Additional written feedback was sought from an expert at the National Institute on Drug Abuse, who was unable to attend the expert panel:

  • Wilson M. Compton, M.D., Deputy Director, National Institute on Drug Abuse, (301) 443-6480.

Once feedback was received from the expert reviewers, the revised NSDUH SUD modules were drafted. Then a second, written review of the revised module was requested from the experts. For this second review, the revised questionnaire was sent to the experts for their review and feedback. They were asked to review the questions for face and criterion validity concerns, as well as potential sources of participant confusion or language concerns. All prior expert reviewers provided written feedback on the items, except for Dr. Beatty, who was unavailable at the time. Based on the feedback provided by the experts, the items were further revised into their current form.

9. Payment to Respondents

Both adult (aged 18 or older) and adolescent (aged 12 to 17) cognitive interview participants will be given $40 cash upon completion of the interview. The interviews will last, on average, 60 to 75 minutes. This incentive amount will be sufficient to compensate for the participants’ time and any travel expenses incurred. This amount is consistent with the amount requested for other studies of this length.

This incentive amount is recommended for adolescents as well as adults based on experience recruiting participants from a specific population—in this case, adolescent drug users. Given the relationship of the schedule for cognitive interviewing to the schedule for fielding the revised NSDUH instrument by the 2020 clinical validation study, significant delays in recruiting participants with a lower incentive amount could adversely affect the timely implementation of these future activities.

The incentive for the cognitive interview is mentioned in the following materials: Recruitment Flyers (Attachment A), Web Recruitment Screener (Attachment B), Telephone Recruitment Screener (Attachment C), Parental Permission Form (Attachment D), Participant Informed Consent/Assent Forms (Attachment E), Protocol for Cognitive Interviews (Attachment F), and Cognitive Interview Receipt for Participation (Attachment G).

10. Assurance of Confidentiality

Concern for the confidentiality and protection of respondents’ rights has always played a central part in the implementation of NSDUH and will continue to be given the utmost emphasis.

The Contractor’s Institutional Review Board (IRB) was granted a Federalwide Assurance (Attachment H) by the Office for Human Research Protections (OHRP) and the U.S. Department of Health and Human Services (HHS) in compliance with the requirements for the protection of human subjects (45 CFR 46).
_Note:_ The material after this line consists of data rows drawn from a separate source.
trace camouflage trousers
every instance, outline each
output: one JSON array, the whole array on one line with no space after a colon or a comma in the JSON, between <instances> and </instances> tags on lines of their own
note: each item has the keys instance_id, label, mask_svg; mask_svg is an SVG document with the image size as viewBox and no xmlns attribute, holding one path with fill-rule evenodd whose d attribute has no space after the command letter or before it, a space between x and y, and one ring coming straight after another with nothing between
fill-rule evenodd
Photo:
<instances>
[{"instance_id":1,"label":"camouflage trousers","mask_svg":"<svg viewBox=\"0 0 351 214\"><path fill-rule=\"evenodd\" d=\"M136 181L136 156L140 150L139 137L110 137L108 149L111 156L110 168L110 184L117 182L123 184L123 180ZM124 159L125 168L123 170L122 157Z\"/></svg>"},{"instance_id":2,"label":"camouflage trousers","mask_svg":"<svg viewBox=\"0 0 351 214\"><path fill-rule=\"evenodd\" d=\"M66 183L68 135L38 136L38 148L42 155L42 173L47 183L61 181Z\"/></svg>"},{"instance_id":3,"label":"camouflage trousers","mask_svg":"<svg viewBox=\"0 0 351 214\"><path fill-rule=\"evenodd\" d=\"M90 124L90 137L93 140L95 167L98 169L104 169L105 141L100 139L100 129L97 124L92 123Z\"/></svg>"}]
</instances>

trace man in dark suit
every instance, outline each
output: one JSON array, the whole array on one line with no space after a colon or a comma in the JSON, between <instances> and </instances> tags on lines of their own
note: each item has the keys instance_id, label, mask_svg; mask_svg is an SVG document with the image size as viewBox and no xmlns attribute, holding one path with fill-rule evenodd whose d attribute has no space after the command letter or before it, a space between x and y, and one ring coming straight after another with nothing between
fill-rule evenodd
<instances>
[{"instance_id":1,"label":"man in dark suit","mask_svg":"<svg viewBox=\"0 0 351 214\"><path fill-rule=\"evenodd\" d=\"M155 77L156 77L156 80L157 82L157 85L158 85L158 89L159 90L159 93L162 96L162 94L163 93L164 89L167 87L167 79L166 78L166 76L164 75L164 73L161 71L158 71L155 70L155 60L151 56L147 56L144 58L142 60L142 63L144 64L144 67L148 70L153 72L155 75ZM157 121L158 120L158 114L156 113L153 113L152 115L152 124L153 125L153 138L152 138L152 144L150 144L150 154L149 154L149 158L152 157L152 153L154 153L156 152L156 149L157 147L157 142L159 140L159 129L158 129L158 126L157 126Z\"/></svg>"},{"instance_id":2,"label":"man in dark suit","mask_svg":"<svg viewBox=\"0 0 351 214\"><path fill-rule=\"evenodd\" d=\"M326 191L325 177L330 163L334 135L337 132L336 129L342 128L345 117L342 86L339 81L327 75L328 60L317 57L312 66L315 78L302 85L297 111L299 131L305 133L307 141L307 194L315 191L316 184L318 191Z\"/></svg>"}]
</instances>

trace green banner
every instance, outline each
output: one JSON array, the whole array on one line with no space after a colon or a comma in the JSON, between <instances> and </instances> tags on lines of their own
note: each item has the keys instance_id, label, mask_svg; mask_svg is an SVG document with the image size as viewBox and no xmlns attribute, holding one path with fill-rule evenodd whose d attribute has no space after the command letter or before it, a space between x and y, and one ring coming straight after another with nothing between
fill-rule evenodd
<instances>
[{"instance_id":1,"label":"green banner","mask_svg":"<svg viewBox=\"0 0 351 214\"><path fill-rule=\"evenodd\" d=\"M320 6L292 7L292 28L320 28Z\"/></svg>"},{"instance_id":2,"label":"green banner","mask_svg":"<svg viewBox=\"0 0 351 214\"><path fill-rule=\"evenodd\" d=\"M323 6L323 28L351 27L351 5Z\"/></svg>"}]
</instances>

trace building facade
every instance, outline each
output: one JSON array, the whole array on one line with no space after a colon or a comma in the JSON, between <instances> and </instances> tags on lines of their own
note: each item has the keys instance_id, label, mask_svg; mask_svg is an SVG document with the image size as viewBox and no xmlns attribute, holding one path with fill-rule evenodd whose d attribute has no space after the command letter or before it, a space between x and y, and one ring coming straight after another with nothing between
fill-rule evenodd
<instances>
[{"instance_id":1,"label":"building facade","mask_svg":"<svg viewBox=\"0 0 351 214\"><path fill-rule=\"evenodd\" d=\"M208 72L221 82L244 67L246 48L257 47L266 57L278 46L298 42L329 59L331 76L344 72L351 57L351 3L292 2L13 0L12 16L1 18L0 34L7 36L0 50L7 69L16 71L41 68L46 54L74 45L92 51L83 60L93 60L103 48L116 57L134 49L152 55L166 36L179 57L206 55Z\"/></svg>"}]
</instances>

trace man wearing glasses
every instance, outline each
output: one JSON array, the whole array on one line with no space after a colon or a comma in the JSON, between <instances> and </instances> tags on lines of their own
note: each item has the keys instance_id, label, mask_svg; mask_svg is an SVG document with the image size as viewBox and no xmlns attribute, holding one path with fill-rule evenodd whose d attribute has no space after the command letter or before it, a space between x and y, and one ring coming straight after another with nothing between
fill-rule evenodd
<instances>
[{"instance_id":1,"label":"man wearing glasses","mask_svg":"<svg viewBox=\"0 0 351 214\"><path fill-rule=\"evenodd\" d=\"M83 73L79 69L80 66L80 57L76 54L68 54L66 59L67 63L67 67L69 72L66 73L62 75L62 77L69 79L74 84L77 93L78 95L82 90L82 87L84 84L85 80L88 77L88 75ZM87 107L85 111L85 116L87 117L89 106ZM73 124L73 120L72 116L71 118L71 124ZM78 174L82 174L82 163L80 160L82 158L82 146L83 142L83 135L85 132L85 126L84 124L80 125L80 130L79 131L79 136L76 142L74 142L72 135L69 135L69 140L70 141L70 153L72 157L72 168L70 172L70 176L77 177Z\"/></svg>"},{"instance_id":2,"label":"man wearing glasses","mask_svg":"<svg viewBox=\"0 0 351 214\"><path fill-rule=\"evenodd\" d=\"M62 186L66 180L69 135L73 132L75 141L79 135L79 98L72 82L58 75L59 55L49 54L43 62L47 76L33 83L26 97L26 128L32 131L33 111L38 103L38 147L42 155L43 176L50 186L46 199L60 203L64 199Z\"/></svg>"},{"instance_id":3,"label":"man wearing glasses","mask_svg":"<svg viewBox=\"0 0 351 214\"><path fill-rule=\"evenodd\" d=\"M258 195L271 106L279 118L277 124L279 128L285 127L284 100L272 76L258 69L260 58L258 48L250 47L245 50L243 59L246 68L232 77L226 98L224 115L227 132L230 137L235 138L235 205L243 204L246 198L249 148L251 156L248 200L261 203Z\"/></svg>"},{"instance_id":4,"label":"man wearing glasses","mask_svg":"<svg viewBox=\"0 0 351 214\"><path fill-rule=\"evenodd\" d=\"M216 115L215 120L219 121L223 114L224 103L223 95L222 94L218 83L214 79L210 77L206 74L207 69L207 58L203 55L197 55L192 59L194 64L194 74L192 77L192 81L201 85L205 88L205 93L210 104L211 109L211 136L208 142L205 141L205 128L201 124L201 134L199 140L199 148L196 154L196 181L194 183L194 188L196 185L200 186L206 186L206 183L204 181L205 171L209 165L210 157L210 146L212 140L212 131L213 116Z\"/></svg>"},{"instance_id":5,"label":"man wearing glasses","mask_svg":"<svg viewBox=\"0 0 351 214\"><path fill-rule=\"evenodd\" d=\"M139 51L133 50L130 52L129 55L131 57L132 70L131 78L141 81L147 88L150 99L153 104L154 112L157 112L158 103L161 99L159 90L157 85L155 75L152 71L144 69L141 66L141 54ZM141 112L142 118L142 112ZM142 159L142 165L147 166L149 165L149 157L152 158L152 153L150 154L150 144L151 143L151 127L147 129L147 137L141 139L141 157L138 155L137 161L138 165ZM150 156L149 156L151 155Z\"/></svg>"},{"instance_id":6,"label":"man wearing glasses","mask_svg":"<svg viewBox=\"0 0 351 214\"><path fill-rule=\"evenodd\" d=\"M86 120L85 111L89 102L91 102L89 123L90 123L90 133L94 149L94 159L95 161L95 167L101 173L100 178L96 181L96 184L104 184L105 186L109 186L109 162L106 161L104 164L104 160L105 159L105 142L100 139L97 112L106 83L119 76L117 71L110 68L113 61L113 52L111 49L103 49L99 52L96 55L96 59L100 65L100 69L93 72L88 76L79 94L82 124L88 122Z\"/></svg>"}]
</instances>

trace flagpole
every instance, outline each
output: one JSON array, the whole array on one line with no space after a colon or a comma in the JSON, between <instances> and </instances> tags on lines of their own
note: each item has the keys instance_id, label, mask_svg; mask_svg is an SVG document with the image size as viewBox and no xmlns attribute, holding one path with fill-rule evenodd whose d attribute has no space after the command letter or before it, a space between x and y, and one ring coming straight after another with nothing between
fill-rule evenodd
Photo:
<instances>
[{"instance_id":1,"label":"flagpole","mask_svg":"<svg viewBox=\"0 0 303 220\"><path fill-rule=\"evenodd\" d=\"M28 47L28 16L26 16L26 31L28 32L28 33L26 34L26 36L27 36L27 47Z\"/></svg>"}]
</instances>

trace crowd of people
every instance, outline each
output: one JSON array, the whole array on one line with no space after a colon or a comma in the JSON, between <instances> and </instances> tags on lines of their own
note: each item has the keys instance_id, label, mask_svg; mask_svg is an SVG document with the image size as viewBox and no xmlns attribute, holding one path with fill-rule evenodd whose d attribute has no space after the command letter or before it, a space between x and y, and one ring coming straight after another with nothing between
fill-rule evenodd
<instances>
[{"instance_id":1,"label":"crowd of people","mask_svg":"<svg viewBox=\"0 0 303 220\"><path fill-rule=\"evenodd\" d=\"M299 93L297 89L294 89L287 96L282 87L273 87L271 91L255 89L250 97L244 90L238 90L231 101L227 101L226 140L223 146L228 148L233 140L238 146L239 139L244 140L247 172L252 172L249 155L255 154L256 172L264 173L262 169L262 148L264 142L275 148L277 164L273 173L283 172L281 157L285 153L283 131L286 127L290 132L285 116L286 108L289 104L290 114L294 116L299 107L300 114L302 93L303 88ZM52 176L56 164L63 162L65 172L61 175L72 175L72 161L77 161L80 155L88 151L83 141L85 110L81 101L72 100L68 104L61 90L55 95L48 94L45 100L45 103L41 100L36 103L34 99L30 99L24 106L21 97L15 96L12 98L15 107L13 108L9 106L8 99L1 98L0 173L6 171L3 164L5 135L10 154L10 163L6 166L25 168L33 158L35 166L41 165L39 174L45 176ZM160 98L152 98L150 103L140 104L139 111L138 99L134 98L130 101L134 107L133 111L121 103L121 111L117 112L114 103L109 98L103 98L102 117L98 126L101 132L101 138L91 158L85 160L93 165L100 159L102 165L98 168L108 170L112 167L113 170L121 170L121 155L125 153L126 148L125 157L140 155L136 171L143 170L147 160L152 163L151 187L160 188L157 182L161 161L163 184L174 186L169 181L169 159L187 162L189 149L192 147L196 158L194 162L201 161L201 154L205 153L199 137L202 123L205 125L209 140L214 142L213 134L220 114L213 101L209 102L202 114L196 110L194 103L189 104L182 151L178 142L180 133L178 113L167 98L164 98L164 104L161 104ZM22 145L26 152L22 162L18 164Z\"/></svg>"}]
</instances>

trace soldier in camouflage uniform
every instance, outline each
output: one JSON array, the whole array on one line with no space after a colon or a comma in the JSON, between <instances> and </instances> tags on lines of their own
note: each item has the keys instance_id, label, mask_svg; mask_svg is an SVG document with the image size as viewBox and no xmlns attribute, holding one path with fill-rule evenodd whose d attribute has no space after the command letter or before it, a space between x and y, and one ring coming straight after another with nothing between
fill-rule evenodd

The Contractor’s IRB will approve the protocols and consent forms for these cognitive interviews prior to any respondent contact. The IRB's primary concern is protecting respondents’ rights, one of which is maintaining the confidentiality of respondent information. By obtaining IRB approval for NSDUH procedures and materials, CBHSQ is assured that respondent confidentiality will be maintained.
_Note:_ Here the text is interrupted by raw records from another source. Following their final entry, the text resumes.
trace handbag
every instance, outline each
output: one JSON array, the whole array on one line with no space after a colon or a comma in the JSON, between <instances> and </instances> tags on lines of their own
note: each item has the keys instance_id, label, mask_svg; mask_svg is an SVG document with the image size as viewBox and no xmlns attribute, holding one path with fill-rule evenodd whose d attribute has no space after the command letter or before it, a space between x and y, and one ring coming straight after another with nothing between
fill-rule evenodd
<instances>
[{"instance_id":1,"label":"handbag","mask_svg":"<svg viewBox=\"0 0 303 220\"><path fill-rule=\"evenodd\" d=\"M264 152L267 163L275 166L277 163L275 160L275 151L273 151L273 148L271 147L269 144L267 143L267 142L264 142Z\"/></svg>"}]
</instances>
The cognitive interviews for this study will incorporate several procedures to ensure respondents’ rights will be protected. The Recruitment Flyers (Attachment A) will advertise to the participants that “all responses will be kept confidential under federal law.” Also, the Web Recruitment and Telephone Recruitment Screeners (Attachments B and C), Parental Permission Form (Attachment D), and the Participant Informed Consent/Assent Forms (Attachment E) all indicate to the participants that the interview will be conducted in private to ensure the following:

  • no one aside from authorized project staff at CBHSQ or the Contractor will overhear their answers;

  • all answers will be kept private and confidential;

  • information given by the participants will not be shared with any persons outside the authorized project staff;

  • their name will never be connected with the answers they provide; and

  • federal law (Confidential Information Protection and Statistical Efficiency Act of 2002 [CIPSEA]) requires that their answers be kept confidential and used only for statistical purposes.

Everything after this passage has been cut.